University staff will be expected to refer students at risk of being drawn into terrorism to external anti-radicalisation programmes and to challenge extremist ideas, including non-violent extremism that can be used to justify terrorism to “prevent people from being drawn into terrorism”. Institutions that fail to do this face possible ministerial direction enforced by a court order.

Internet providers must retain Internet Protocol address data to identify individual users. The snooper’s charter went further and would force companies to keep data about people’s online conversations, social media activity, calls and texts for 12 months.

The bill brings changes to Terrorism Prevention and Investigation Measures (TPIMs) to allow authorities to force suspected terrorists to move to another part of the country (a form of internal exile) and lowers the burden of proof for imposing TPIMs from “reasonable belief” to “balance of probabilities.”

It also includes measures enabling passports to be cancelled at the border for up to 30 days and statutory temporary exclusion orders to control the return to the UK of British citizens suspected of terrorist activity—measures that de facto deny the right to citizenship by rendering someone effectively stateless.

This will be facilitated by measures requiring airlines to provide passenger data more quickly and effectively.

Miliband has already pledged cooperation with these measures.

The sweeping anti-democratic character of the legislation has led to a toothless protest by parliament’s Joint Committee on Human Rights. Its chair, Labour MP Dr Hywel Francis, urged that universities be exempted from a duty to counterterrorism as this would seriously restrict academic freedom of speech. “Lack of legal certainty over the definitions of terms such as ‘extremism’ referred to in the draft guidance on the use of the power means that universities will not know with sufficient certainty whether they risk being found in breach of the new duty,” the committee said, and this will have a “seriously inhibiting effect on bona fide academic debate.”

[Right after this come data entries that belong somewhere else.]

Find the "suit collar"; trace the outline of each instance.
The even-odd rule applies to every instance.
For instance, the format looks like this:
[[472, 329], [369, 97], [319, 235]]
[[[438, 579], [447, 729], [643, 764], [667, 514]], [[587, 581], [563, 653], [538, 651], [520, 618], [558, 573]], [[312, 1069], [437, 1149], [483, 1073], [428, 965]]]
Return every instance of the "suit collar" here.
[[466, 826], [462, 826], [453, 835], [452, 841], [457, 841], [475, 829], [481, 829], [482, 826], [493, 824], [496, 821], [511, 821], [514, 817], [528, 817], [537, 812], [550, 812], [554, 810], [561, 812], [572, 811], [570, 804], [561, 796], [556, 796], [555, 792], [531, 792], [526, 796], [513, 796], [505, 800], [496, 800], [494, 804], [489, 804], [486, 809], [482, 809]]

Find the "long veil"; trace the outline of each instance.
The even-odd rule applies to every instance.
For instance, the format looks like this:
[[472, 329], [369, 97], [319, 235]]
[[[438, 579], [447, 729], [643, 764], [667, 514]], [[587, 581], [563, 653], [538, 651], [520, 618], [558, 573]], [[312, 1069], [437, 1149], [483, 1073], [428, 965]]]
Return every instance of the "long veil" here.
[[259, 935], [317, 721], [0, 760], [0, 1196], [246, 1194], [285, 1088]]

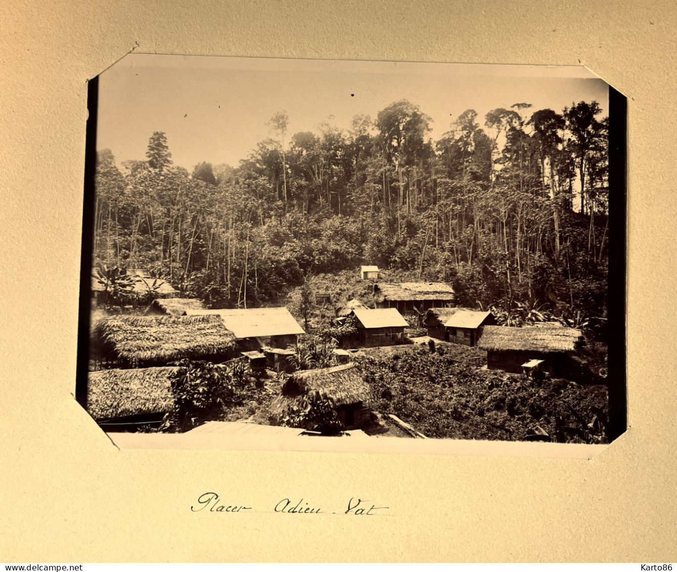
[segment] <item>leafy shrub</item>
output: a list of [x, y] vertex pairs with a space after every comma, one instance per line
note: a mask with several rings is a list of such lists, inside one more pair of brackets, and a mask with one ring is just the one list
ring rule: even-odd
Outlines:
[[221, 420], [229, 408], [254, 396], [255, 380], [244, 360], [222, 366], [183, 359], [177, 365], [185, 370], [171, 380], [174, 408], [168, 428], [186, 431], [206, 421]]

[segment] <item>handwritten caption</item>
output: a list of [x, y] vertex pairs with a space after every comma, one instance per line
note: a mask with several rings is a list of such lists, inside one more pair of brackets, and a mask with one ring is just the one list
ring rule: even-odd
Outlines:
[[[315, 506], [301, 498], [283, 498], [274, 504], [271, 503], [270, 508], [272, 512], [284, 514], [351, 514], [354, 516], [371, 516], [374, 514], [385, 514], [389, 508], [388, 506], [376, 506], [370, 501], [364, 500], [357, 497], [351, 497], [338, 510], [330, 510], [320, 506]], [[263, 512], [270, 512], [270, 508], [266, 508]], [[253, 506], [246, 506], [244, 504], [228, 504], [222, 501], [217, 493], [202, 493], [198, 497], [197, 503], [190, 506], [193, 512], [240, 512], [251, 510], [259, 512]]]

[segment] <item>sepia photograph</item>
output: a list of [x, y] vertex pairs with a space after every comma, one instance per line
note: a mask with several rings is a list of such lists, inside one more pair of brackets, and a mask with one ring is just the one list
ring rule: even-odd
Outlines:
[[130, 53], [89, 109], [76, 397], [114, 442], [626, 430], [625, 102], [588, 68]]

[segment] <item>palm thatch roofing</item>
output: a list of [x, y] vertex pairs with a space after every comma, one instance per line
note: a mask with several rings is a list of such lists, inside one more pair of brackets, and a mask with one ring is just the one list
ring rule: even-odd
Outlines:
[[185, 315], [186, 310], [204, 310], [202, 301], [197, 298], [156, 298], [146, 311], [146, 315]]
[[575, 351], [583, 343], [583, 333], [573, 328], [485, 326], [477, 346], [492, 351], [532, 351], [548, 353]]
[[[97, 276], [98, 269], [92, 269], [91, 291], [104, 292], [106, 286]], [[148, 270], [127, 269], [127, 276], [134, 281], [134, 294], [155, 294], [158, 296], [173, 296], [177, 293], [176, 289], [169, 282], [161, 278], [154, 278]]]
[[217, 314], [238, 340], [305, 333], [285, 307], [190, 310], [186, 313], [188, 315]]
[[356, 310], [358, 308], [366, 308], [362, 302], [359, 300], [353, 298], [352, 300], [349, 300], [345, 304], [339, 304], [336, 306], [336, 317], [347, 317], [350, 315], [350, 313], [353, 310]]
[[454, 314], [460, 310], [470, 310], [470, 308], [431, 308], [425, 316], [427, 326], [444, 326]]
[[97, 323], [93, 337], [100, 357], [128, 362], [203, 359], [235, 347], [233, 332], [217, 315], [112, 316]]
[[475, 330], [479, 328], [484, 321], [492, 315], [489, 311], [483, 312], [477, 310], [466, 310], [458, 309], [450, 315], [444, 326], [445, 328], [464, 328]]
[[407, 321], [397, 308], [357, 308], [353, 311], [355, 317], [366, 330], [374, 328], [408, 328]]
[[391, 300], [393, 302], [423, 301], [454, 299], [454, 288], [443, 282], [380, 282], [374, 286], [374, 299], [376, 302]]
[[355, 364], [333, 368], [295, 372], [284, 382], [282, 393], [270, 404], [271, 414], [278, 419], [297, 409], [303, 397], [318, 393], [334, 401], [336, 407], [368, 401], [368, 384]]
[[174, 403], [171, 380], [183, 368], [144, 368], [90, 372], [87, 411], [95, 420], [162, 414]]

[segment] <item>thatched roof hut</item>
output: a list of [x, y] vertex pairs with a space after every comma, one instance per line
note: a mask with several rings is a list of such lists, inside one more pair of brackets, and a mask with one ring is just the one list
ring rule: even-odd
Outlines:
[[583, 333], [573, 328], [485, 326], [477, 345], [492, 351], [554, 353], [575, 351], [583, 344]]
[[[106, 286], [100, 279], [97, 268], [92, 269], [91, 291], [104, 292]], [[168, 282], [161, 278], [154, 278], [148, 270], [128, 268], [127, 276], [134, 281], [134, 294], [153, 294], [155, 296], [169, 297], [176, 296], [178, 293], [176, 289]]]
[[380, 282], [374, 287], [374, 299], [376, 302], [424, 300], [448, 300], [454, 299], [454, 288], [443, 282]]
[[583, 345], [580, 330], [572, 328], [511, 328], [485, 326], [477, 345], [487, 350], [490, 370], [521, 373], [534, 359], [542, 370], [560, 377], [577, 374], [572, 368], [573, 353]]
[[164, 414], [174, 402], [171, 380], [183, 368], [145, 368], [90, 372], [87, 412], [95, 420]]
[[218, 315], [112, 316], [100, 320], [93, 335], [96, 357], [126, 366], [223, 361], [235, 348], [235, 336]]
[[397, 308], [401, 313], [452, 305], [454, 288], [443, 282], [379, 282], [374, 285], [377, 308]]
[[238, 339], [269, 336], [305, 334], [294, 317], [285, 307], [227, 308], [213, 310], [192, 310], [189, 315], [217, 314], [225, 327]]
[[204, 310], [204, 304], [197, 298], [156, 298], [146, 311], [146, 315], [185, 315], [187, 311]]
[[444, 327], [454, 314], [460, 310], [469, 310], [470, 308], [430, 308], [426, 313], [425, 324], [429, 327]]
[[367, 307], [355, 298], [349, 300], [345, 304], [339, 304], [336, 306], [336, 317], [346, 317], [350, 315], [351, 312], [359, 308], [364, 309]]
[[[276, 423], [305, 407], [305, 397], [313, 393], [326, 396], [334, 402], [338, 419], [346, 428], [369, 422], [369, 385], [355, 364], [333, 368], [296, 372], [284, 382], [282, 394], [270, 404], [271, 420]], [[310, 424], [306, 428], [314, 428]]]

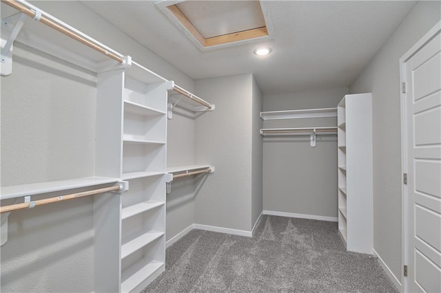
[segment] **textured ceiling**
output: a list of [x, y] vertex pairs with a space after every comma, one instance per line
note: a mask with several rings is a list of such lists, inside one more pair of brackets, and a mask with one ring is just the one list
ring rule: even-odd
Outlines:
[[349, 86], [416, 3], [269, 1], [274, 38], [203, 52], [154, 1], [82, 3], [192, 78], [251, 72], [264, 94]]

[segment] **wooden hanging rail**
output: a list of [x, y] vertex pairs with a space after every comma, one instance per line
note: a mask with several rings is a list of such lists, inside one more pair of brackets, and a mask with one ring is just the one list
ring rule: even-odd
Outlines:
[[83, 191], [82, 193], [72, 193], [66, 195], [45, 198], [29, 202], [22, 202], [21, 204], [10, 204], [0, 207], [0, 214], [3, 213], [13, 212], [14, 210], [25, 210], [32, 208], [37, 206], [43, 206], [45, 204], [52, 204], [54, 202], [64, 202], [65, 200], [73, 199], [74, 198], [84, 197], [90, 195], [94, 195], [100, 193], [108, 193], [110, 191], [118, 191], [122, 188], [121, 185], [112, 187], [106, 187], [104, 188], [94, 189], [93, 191]]
[[195, 101], [196, 102], [198, 102], [198, 103], [199, 103], [201, 105], [203, 105], [205, 106], [209, 110], [212, 110], [212, 109], [214, 109], [213, 105], [211, 105], [209, 102], [207, 102], [206, 100], [204, 100], [201, 99], [198, 96], [195, 96], [195, 95], [194, 95], [193, 94], [192, 94], [190, 92], [187, 91], [186, 90], [185, 90], [182, 87], [179, 87], [178, 85], [174, 85], [174, 86], [173, 87], [173, 90], [174, 91], [177, 92], [177, 93], [179, 93], [179, 94], [186, 96], [187, 98], [190, 98], [191, 100]]
[[173, 174], [173, 179], [176, 179], [176, 178], [180, 178], [181, 177], [191, 176], [192, 175], [197, 175], [197, 174], [202, 174], [204, 173], [212, 173], [212, 172], [213, 172], [213, 170], [212, 168], [207, 168], [202, 170], [197, 170], [197, 171], [189, 171], [189, 172], [187, 171], [186, 173], [181, 173], [176, 175], [174, 175], [174, 173], [172, 173], [172, 174]]
[[[97, 51], [110, 58], [115, 60], [120, 64], [123, 64], [125, 62], [122, 55], [119, 54], [116, 52], [112, 49], [105, 46], [104, 45], [97, 42], [90, 36], [81, 33], [81, 32], [75, 30], [66, 23], [58, 20], [57, 19], [51, 17], [50, 14], [43, 12], [39, 9], [34, 8], [33, 6], [28, 3], [26, 1], [21, 0], [1, 0], [5, 3], [13, 7], [19, 11], [24, 13], [32, 19], [39, 21], [41, 23], [43, 23], [54, 30], [60, 32], [62, 34], [85, 45], [86, 46]], [[29, 6], [31, 8], [26, 7]], [[35, 11], [33, 10], [35, 9]]]
[[305, 135], [311, 133], [327, 134], [336, 133], [337, 127], [305, 127], [305, 128], [268, 128], [260, 129], [260, 134], [263, 135], [267, 134], [279, 135]]

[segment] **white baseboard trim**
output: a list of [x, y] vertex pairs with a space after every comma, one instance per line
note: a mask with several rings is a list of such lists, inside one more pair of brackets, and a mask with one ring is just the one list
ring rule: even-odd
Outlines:
[[262, 219], [263, 215], [263, 210], [260, 212], [260, 215], [259, 215], [258, 217], [257, 218], [257, 221], [256, 221], [256, 223], [254, 223], [254, 226], [253, 226], [253, 228], [251, 230], [252, 235], [254, 235], [254, 231], [256, 230], [256, 228], [257, 228], [258, 224], [260, 222], [260, 219]]
[[263, 210], [263, 215], [272, 216], [289, 217], [291, 218], [317, 219], [320, 221], [338, 221], [336, 217], [316, 216], [314, 215], [295, 214], [294, 213], [276, 212], [274, 210]]
[[252, 231], [245, 231], [243, 230], [230, 229], [229, 228], [216, 227], [214, 226], [201, 225], [200, 224], [193, 224], [194, 229], [205, 230], [206, 231], [218, 232], [220, 233], [232, 234], [233, 235], [246, 236], [247, 237], [252, 237], [253, 233]]
[[392, 281], [392, 282], [393, 283], [393, 285], [395, 285], [395, 287], [398, 290], [398, 291], [401, 292], [401, 282], [397, 279], [396, 276], [395, 276], [395, 274], [393, 274], [391, 269], [389, 268], [389, 267], [387, 266], [386, 263], [384, 263], [384, 261], [383, 261], [381, 257], [380, 257], [380, 255], [378, 255], [377, 252], [375, 251], [375, 249], [372, 250], [373, 252], [373, 255], [378, 258], [378, 262], [380, 263], [380, 265], [381, 265], [383, 270], [384, 270], [384, 272], [386, 272], [386, 274], [389, 276], [389, 279]]
[[165, 248], [167, 248], [170, 246], [171, 246], [178, 240], [179, 240], [180, 239], [185, 236], [187, 233], [188, 233], [192, 230], [193, 230], [194, 226], [194, 224], [191, 224], [190, 226], [189, 226], [188, 227], [187, 227], [186, 228], [185, 228], [184, 230], [178, 232], [173, 238], [172, 238], [171, 239], [169, 239], [167, 242], [165, 242]]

The MPs and peers on the committee also write of “a very real risk that the human rights of UK nationals will be violated” by the home secretary’s new power to issue exclusion orders that will be in operation for up to two years. But this will in all probability end with some essentially meaningless promise of an as yet unspecified form of judicial oversight.

MI5 has made clear that Parker’s speech was in fact already planned and written weeks ago. The bill now under discussion was likewise long in preparation, as were the measures to permanently legalise mass bulk data retention. But the Paris murders allowed Chancellor George Osborne, then Cameron, to pledge additional resources and powers—in addition to the £100 million funds provided over just the past few weeks.

Accompanying the new package of repressive measures are efforts to specifically target the Muslim population. Culture Secretary Sajid Javid, a Muslim, told BBC Radio 5 Live, “The lazy answer, I think, from people out there, is to say that [the Paris attack] had got nothing whatsoever to do with Islam and Muslims and that should be the end of that part of the debate. That is lazy and that would be wrong.”

He then told Sky News, “All communities can do more to try and help deal with terrorists, try and help track them down. But I think it is absolutely fair to say that there is a special burden on Muslim communities because whether we like it or not these terrorists call themselves Muslims.”

Javid said of the government’s anti-terror legislation, “There have been a number of measures to de-radicalise and prevent radicalisation in the first place, and the question is, does it need to be tougher? I think the answer is yes.”

Yesterday, Cameron’s official spokesman walked through the door opened by Javid, stating that he was correct and that Muslim families in Britain are seeing a “small number of their relatives” travelling abroad and joining radical groups … it is that community whose religion is being warped.”